The CoinSwap service shall be provided by n >= 2 servers CS_1…CS_n, each with a known TOR address, that are assumed to not all be colluding.
Suppose I want to self-spend my output C to C’ = C + x*G - fee*H.
The fee can be assumed to be fixed, e.g. to (1+21+r) * accept_fee_base, where r accounts for the swap service reward.
I will send one of the servers the following info
- an offset x_0
- C’
- a BP range proof for C’
and the remaining n-1 servers will each receive
- a commitment to x_0
- a random offset x_i
where x_0 is chosen as x - Sum x_i.
At the end of each day, an MPC takes all these self-spend shares submitted throughout the day, and recombines them based on the x_0 commitment of each. Then the MPC computes C from C’ and the total offset, verifies each one (balance and input must be in UTXO while output is not), and aggregates all valid ones together into one big transaction, with an additional kernel and swap reward output.
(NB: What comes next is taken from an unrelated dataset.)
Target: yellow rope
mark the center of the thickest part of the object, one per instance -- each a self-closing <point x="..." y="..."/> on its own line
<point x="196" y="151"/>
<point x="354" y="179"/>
Even n-1 colluding servers should be unable to link C and C’ together from this MPC output.
A DOS attack could submit many invalid tx shares, prompting a necessary MPC to filters them out. This MPC could turn out to be too expensive to deal effectively with the attack. That is the biggest weakness of this scheme.
It would require the MPC overhead to be relatively modest.
PS: Note that we can simply set n=1 to get a non-MPC scheme with minimal messages.
PPS: We can also start out with an n>1 service that starts out as non-MPC (e.g. each day the n servers pick a random leader to do the aggregation) but that aims to migrate to MPC in future with no change in interface.